Ia sudah pernah mendatangi Kantor Desa Pagerwangi untuk mengurus masalah tersebut. Namun sampai saat ini belum ada penyelesaiannya.
"Kita sudah pernah datang, sudah mau urus soal itu. Cuma memang sampai sekarang belum ada penyelesaiannya. Inginnya ya segera dipisahkan sertifikatnya, jadi PBB itu nanti dibayarkannya sama pihak desa," kata Sayogi.
Sayogi mengaku, bahwa keluarga tak punya niatan lain selain memisahkan sertifikat tanah yang masih menjadi hak keluarga serta tanah yang sudah diwakafkan dan dijual.
"Keluarga nggak berani menuntut tanah yang buat jalan ini dibayar, cuma ingin PBB-nya saja jadi tanggungan pihak desa.

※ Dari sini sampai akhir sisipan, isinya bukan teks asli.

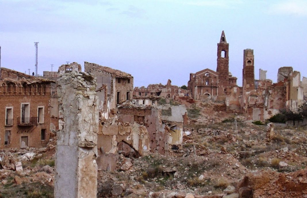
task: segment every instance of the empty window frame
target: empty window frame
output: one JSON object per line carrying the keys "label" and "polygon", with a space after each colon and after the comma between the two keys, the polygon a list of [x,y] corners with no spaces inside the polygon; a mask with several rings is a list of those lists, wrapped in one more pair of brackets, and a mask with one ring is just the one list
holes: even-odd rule
{"label": "empty window frame", "polygon": [[221,52],[221,57],[222,58],[225,58],[226,57],[226,52],[224,50],[222,50]]}
{"label": "empty window frame", "polygon": [[4,135],[4,145],[8,145],[10,144],[11,131],[6,131]]}
{"label": "empty window frame", "polygon": [[117,104],[119,103],[119,102],[120,102],[120,92],[117,92]]}
{"label": "empty window frame", "polygon": [[20,148],[26,148],[28,146],[28,136],[21,136],[20,138]]}
{"label": "empty window frame", "polygon": [[20,113],[21,123],[29,123],[30,121],[30,104],[21,103]]}
{"label": "empty window frame", "polygon": [[42,129],[41,130],[41,140],[46,140],[46,129]]}
{"label": "empty window frame", "polygon": [[43,124],[44,121],[44,106],[37,106],[37,123]]}
{"label": "empty window frame", "polygon": [[127,92],[127,100],[130,100],[130,92]]}
{"label": "empty window frame", "polygon": [[13,107],[9,106],[5,107],[5,125],[13,125]]}

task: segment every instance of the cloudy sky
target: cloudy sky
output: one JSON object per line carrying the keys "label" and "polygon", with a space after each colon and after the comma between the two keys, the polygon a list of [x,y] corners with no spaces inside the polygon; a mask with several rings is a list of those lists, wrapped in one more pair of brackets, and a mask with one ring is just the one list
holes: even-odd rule
{"label": "cloudy sky", "polygon": [[216,70],[222,30],[229,70],[241,85],[243,50],[276,80],[279,67],[307,77],[305,0],[0,0],[1,66],[38,73],[66,61],[94,62],[134,77],[134,85],[187,84],[189,73]]}

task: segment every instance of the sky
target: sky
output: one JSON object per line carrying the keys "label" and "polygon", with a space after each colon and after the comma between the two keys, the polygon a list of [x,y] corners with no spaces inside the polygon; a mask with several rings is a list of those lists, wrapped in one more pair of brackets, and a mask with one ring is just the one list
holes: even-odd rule
{"label": "sky", "polygon": [[229,71],[242,84],[243,50],[254,50],[255,77],[291,66],[307,77],[305,0],[0,0],[1,66],[56,71],[67,61],[119,69],[135,86],[187,85],[189,73],[216,71],[222,31]]}

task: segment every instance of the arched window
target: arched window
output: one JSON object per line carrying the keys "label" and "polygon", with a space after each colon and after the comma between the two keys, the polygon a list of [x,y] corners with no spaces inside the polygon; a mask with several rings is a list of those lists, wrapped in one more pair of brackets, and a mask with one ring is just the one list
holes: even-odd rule
{"label": "arched window", "polygon": [[222,50],[221,52],[221,57],[222,58],[224,58],[226,57],[226,52],[224,50]]}
{"label": "arched window", "polygon": [[37,92],[39,93],[40,94],[41,94],[41,85],[39,84],[37,85]]}
{"label": "arched window", "polygon": [[2,83],[2,87],[1,88],[1,89],[2,89],[2,92],[6,92],[6,90],[5,90],[5,83]]}

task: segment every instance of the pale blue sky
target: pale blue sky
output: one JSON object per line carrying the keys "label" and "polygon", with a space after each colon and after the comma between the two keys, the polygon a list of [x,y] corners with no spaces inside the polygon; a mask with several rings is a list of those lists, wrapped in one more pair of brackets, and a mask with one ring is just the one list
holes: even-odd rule
{"label": "pale blue sky", "polygon": [[1,66],[38,73],[66,61],[94,62],[134,77],[134,85],[187,84],[190,73],[216,70],[222,30],[229,70],[242,85],[243,50],[276,82],[292,66],[307,77],[307,1],[0,0]]}

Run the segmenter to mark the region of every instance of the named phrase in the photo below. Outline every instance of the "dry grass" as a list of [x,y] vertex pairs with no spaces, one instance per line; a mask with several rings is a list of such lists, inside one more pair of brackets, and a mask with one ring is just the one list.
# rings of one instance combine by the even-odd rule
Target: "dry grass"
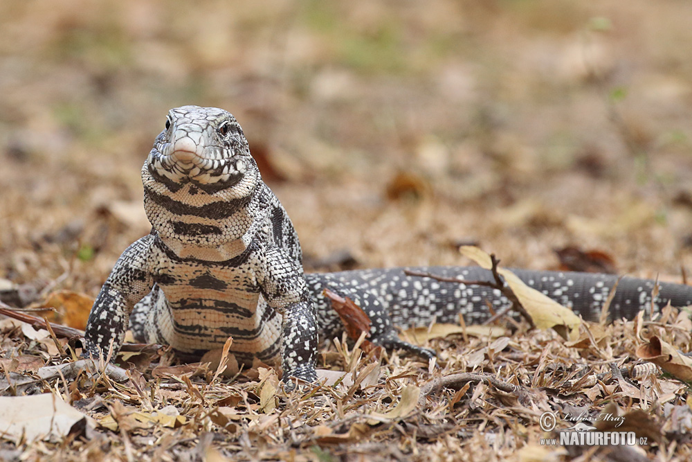
[[[166,112],[183,104],[237,116],[310,269],[343,250],[359,267],[464,263],[453,244],[474,241],[507,266],[553,268],[553,249],[575,245],[607,251],[621,273],[675,277],[692,257],[691,9],[646,0],[3,1],[0,282],[21,285],[27,302],[60,290],[95,294],[148,231],[139,169]],[[688,350],[689,329],[671,319],[652,328]],[[86,400],[90,415],[124,427],[86,441],[2,443],[0,455],[212,459],[212,447],[244,459],[526,459],[545,455],[531,452],[544,409],[610,400],[650,416],[662,439],[648,456],[689,458],[686,389],[663,403],[605,377],[561,388],[582,367],[607,374],[612,362],[634,362],[632,327],[604,328],[610,337],[585,348],[522,329],[502,350],[479,353],[487,339],[434,340],[439,368],[392,353],[370,388],[288,400],[265,391],[277,406],[264,411],[259,375],[154,379],[158,359],[147,357],[125,384],[80,376],[32,389]],[[8,323],[1,332],[0,360],[37,355],[30,371],[65,360],[52,339]],[[362,366],[345,354],[331,350],[327,364],[357,375]],[[372,421],[406,387],[457,372],[523,391],[470,383]],[[659,396],[680,387],[657,377],[635,386]],[[177,428],[128,414],[168,405],[185,418]],[[220,426],[217,406],[237,416]]]

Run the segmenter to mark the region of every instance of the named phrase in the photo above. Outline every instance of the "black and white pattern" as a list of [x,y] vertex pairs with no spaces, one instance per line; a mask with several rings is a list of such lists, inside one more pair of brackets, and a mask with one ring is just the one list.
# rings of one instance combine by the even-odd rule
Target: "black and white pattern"
[[[298,236],[262,181],[235,118],[223,109],[172,109],[142,169],[152,229],[118,260],[87,323],[87,354],[116,352],[129,325],[140,341],[172,346],[184,358],[221,348],[251,364],[281,364],[284,380],[316,379],[318,335],[340,337],[341,322],[322,295],[348,296],[372,321],[370,340],[424,357],[432,350],[401,341],[395,328],[481,322],[509,301],[477,285],[407,276],[403,269],[304,274]],[[415,268],[467,281],[490,280],[476,267]],[[522,281],[585,319],[597,319],[617,281],[583,273],[515,270]],[[668,301],[692,304],[692,287],[623,278],[612,318],[633,318]]]

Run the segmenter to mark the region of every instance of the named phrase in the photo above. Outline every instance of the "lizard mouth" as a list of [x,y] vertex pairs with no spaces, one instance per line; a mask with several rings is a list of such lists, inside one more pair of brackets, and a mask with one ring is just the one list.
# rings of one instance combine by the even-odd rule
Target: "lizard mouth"
[[[157,181],[171,186],[174,184],[182,187],[192,183],[212,194],[233,186],[242,179],[247,171],[247,160],[243,156],[208,157],[187,150],[166,148],[161,145],[152,150],[148,170]],[[170,154],[164,154],[166,151]]]

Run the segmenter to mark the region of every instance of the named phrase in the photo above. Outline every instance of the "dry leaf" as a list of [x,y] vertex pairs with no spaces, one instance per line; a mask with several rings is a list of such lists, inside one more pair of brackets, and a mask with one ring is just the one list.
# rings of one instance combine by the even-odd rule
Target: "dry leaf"
[[591,332],[591,335],[590,336],[588,332],[585,331],[581,331],[579,338],[572,341],[566,342],[565,344],[565,346],[574,348],[588,348],[592,346],[592,337],[596,341],[596,344],[599,346],[603,346],[608,341],[609,337],[603,326],[600,324],[585,322],[583,328],[585,330],[588,329],[589,332]]
[[[492,268],[490,256],[480,249],[463,246],[459,250],[462,254],[474,260],[482,267],[486,269]],[[568,339],[574,340],[576,338],[581,319],[571,310],[565,308],[536,289],[529,287],[511,271],[498,267],[498,272],[504,278],[537,328],[555,329],[561,335],[566,335]],[[565,328],[567,329],[566,333],[563,332]]]
[[594,425],[599,432],[634,432],[649,441],[661,441],[661,426],[656,419],[641,409],[623,414],[614,402],[608,403],[598,415]]
[[71,290],[57,290],[51,292],[45,301],[33,305],[35,308],[55,308],[57,311],[47,310],[42,316],[51,322],[69,326],[84,330],[86,328],[86,319],[93,305],[93,298],[86,294]]
[[650,361],[684,382],[692,381],[692,358],[681,355],[675,347],[654,335],[649,343],[637,348],[637,357]]
[[202,366],[202,363],[192,362],[189,364],[179,364],[178,366],[157,366],[152,370],[152,375],[155,377],[163,377],[166,375],[178,377],[183,375],[195,377],[206,371],[207,368]]
[[407,385],[401,390],[401,399],[397,407],[387,412],[372,412],[371,416],[383,418],[400,418],[406,417],[410,412],[416,409],[418,405],[418,398],[421,395],[421,389],[415,385]]
[[209,363],[209,368],[216,371],[212,382],[216,380],[219,375],[230,378],[240,371],[235,355],[228,352],[233,343],[233,337],[229,337],[224,344],[224,348],[210,350],[199,359],[200,364]]
[[315,442],[321,445],[358,443],[361,440],[367,438],[372,431],[372,427],[366,423],[354,423],[351,425],[347,433],[333,433],[323,436],[318,436],[315,438]]
[[358,340],[363,332],[365,339],[361,344],[361,348],[365,353],[370,353],[374,349],[381,349],[382,347],[373,344],[367,337],[370,336],[370,318],[351,299],[343,297],[329,289],[322,291],[325,296],[331,301],[331,307],[339,315],[341,322],[344,324],[344,330],[348,336],[354,340]]
[[28,442],[62,438],[85,425],[86,419],[53,393],[0,397],[0,432],[15,443],[22,436]]
[[424,344],[430,339],[441,339],[453,334],[465,334],[472,337],[487,337],[495,338],[507,334],[507,330],[497,326],[466,326],[459,324],[432,324],[430,328],[411,328],[403,331],[410,339],[419,344]]
[[38,356],[19,355],[12,358],[0,358],[0,367],[8,372],[36,372],[46,364]]

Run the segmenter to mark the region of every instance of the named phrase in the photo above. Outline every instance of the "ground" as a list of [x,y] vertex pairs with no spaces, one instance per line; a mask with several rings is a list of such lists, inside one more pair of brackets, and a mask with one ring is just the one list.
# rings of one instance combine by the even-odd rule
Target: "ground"
[[[196,104],[237,116],[309,270],[468,264],[457,247],[473,242],[507,266],[554,269],[555,249],[574,246],[606,253],[619,274],[680,281],[692,258],[691,15],[692,4],[673,0],[3,1],[0,280],[38,303],[57,290],[93,297],[149,230],[139,170],[166,112]],[[6,323],[3,359],[69,355]],[[579,349],[522,326],[477,362],[468,357],[495,340],[433,340],[441,368],[391,354],[369,390],[268,410],[258,407],[259,376],[161,379],[145,397],[131,384],[116,393],[106,379],[82,377],[70,391],[48,381],[39,391],[102,400],[106,407],[84,411],[97,418],[174,404],[187,420],[0,447],[28,459],[106,449],[194,459],[208,447],[242,459],[512,459],[538,444],[538,416],[558,398],[591,410],[610,400],[673,425],[664,408],[684,405],[684,388],[666,402],[606,391],[606,382],[599,393],[565,394],[556,384],[565,377],[546,371],[546,362],[568,372],[633,364],[634,327],[605,327],[614,337]],[[689,349],[680,328],[655,328]],[[330,351],[329,366],[356,367],[349,352]],[[141,363],[141,380],[150,379]],[[544,394],[518,404],[469,382],[465,394],[437,391],[412,414],[370,421],[406,387],[483,371]],[[236,409],[217,401],[235,396],[246,406],[224,429],[210,416],[214,406]],[[335,433],[362,434],[320,440],[330,420]],[[689,456],[680,427],[659,430],[648,456]]]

Memang dari awal nenek sayainginnya membantu warga, biar jadi pahala mengalir buat nenek saya," kataSayogi.
Tanggapan Pihak Desa Pagerwangi
Sementara itu, Kepala Desa Pagerwangi Agus Ruhidayat mengakui, jika jalan tersebut merupakan wakaf dari salah seorang warga di Kampung Bukanagara beberapa tahun lalu.
"Jadi dulu ini hanya jalan setapak, warga minta dibuatkan akses jalan ke kantor desa. Kemudian ada warga yang mewakafkan jalannya," kata Agus.
Soal PBB tanah wakaf untuk jalan yang masih dibayar pihak keluarga, Agus mengatakan solusinya yakni memisahkan sertifikat milik pribadi dan jalan yang saat ini menjadi milik desa.
"Sebetulnya kalau PBB dibayar keluarga ya harusnya sertifikat bisa di-split, karena kan dari desa nggak tahu, mungkin harusnya diurus saja. Kalau datang ke desa pasti diurus. Nanti di PBB, ada pengukuran lagi berapa ke jalan dan ke keluarga," tutur Agus.
"Memang sebelumnya pernah datang, cuma kita nggak tahu yang keluar sertifikatnya yang mana. Apa masih yang dulu atau yang baru. Kalau masih yang dulu, berarti harus diurus lagi. Sampai sekarang tidak mengeluarkan untuk PBB, cuma statusnya milik desa," imbuh Agus.